Take CCPA and CPRA seriously to keep your guest data safe. Don’t approach it as a DIY project on the side. Because failing to comply is not just a breach of trust, it can also create huge dents in your hotel’s budget. 

Fines are up to $2,500 per violation or even $7,500 per intentional violation. Moreover, the CPRA increases the potential fine for violations involving consumers under 16. It’s safe to say that investing in good legal help is worth the money.

Let’s look at some things on the to-do list to prepare your hotel for CPRA!

How hotel businesses can become CPRA-proof

Chances are, you won’t be starting completely from scratch if you’ve been keeping up with the existing CCPA. Here’s a checklist to start with and prepare your hotel for CPRA.

1. Update your compliance documents

You’ll want to stay up to speed on any changes or new regulations. As data is being collected more and more, you can expect regulations to be updated now and then. In those moments, update your compliance documents. That’s step one.

2. Upgrading your systems 

The systems you use are essential. Take a close look at your booking tools and other hospitality software and make sure they are up-to-date. 

3. Get airtight network security

Your intentions can be great, but sometimes other people aren’t on the same page. In addition to having safe systems, protect your network the right way to prevent people from taking a peek.
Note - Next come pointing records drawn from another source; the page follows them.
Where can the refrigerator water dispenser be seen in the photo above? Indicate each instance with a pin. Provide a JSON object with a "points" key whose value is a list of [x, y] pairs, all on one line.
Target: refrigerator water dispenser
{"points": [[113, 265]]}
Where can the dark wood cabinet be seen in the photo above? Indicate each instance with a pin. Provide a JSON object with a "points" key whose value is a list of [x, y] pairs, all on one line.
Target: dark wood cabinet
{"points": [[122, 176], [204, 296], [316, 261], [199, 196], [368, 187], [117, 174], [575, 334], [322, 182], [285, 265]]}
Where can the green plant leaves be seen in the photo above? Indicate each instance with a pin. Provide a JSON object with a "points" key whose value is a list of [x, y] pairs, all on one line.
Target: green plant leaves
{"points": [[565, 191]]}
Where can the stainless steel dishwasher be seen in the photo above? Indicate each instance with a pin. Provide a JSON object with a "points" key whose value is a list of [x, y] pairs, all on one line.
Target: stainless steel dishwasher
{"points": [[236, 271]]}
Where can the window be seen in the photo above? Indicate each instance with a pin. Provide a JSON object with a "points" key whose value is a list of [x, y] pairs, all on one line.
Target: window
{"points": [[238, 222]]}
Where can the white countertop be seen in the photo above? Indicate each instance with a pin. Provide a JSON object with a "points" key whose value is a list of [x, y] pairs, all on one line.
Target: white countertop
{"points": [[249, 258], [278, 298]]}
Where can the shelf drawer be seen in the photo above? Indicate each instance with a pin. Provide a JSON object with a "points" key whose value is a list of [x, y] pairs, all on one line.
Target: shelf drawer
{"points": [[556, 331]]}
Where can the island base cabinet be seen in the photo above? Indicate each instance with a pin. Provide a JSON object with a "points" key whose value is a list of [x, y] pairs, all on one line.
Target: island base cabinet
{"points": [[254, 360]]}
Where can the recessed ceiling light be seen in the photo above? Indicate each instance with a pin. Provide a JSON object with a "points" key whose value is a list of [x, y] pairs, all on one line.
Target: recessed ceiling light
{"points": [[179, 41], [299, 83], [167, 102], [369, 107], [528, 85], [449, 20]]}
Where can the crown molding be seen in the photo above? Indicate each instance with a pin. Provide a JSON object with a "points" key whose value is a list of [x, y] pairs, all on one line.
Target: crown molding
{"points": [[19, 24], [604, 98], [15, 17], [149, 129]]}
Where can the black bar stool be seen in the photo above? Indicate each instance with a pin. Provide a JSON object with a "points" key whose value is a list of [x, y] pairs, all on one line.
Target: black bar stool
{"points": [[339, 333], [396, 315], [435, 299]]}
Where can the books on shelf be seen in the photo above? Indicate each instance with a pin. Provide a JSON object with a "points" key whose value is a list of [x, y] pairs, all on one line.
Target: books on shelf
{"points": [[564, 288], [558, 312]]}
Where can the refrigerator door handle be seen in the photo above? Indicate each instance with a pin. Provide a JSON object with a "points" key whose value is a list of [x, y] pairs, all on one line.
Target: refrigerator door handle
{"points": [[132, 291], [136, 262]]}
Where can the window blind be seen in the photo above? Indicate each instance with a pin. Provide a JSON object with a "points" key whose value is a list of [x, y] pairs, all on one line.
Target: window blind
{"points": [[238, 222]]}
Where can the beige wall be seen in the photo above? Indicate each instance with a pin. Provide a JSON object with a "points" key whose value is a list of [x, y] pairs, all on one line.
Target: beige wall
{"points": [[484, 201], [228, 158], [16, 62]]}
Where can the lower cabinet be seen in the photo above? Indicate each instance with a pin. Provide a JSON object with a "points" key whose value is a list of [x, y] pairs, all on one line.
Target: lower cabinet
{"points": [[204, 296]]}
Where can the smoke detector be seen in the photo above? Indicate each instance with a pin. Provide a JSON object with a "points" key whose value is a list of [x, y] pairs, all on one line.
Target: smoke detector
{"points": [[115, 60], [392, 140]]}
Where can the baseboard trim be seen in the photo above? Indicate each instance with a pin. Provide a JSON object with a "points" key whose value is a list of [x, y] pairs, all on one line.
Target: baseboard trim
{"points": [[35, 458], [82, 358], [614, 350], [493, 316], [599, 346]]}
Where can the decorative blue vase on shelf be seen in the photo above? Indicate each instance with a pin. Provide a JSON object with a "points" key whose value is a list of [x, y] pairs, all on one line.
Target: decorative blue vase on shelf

4. Make sure your data collection and inventory are compliant

Opt-out, opt-in, request extra info: there’s a lot to look into when it comes to data collection. You will need to determine if the personal information you’re collecting is considered profiling under the CPRA. 

If it does, you will need to change your policies and procedures for the disclosure, use and opt-out of automated decision-making technology. This is all about letting your guests know how their data could be used if they consent to it. 

It goes beyond cookies, by the way. If you collect data offline, for instance, in forms, you will also have to consider this.

5. Update and communicate privacy disclosures

Make sure your privacy disclosures are complete, specific and most of all, clear. They help guests understand what is going on in simple language. Also, make sure they are easily found or handed over whenever the CPRA requires that. The same goes for your CCPA notices. If you haven’t communicated those clearly yet, have a read on how a privacy attorney goes on holiday to know what it’s all about.

6. What’s up with your data retention practices?

Do you have data retention policies in place? If you are collecting and retaining data from your guests, you will need to rationalize and document the reasons for this.

7. Train your employees

Data protection is a team effort. The ones who are handling data will need to know the rules. Look into training programs or courses, so they are up to speed on what the CPRA is about.

8. Check the fine print in your third-party agreements

It’s not just about what you do. If you want to prepare your hotel for CPRA, you will have to look into what vendors, contractors and other partners are doing with data you might have to share with them. CPRA compliance goes beyond the walls of your own hotel.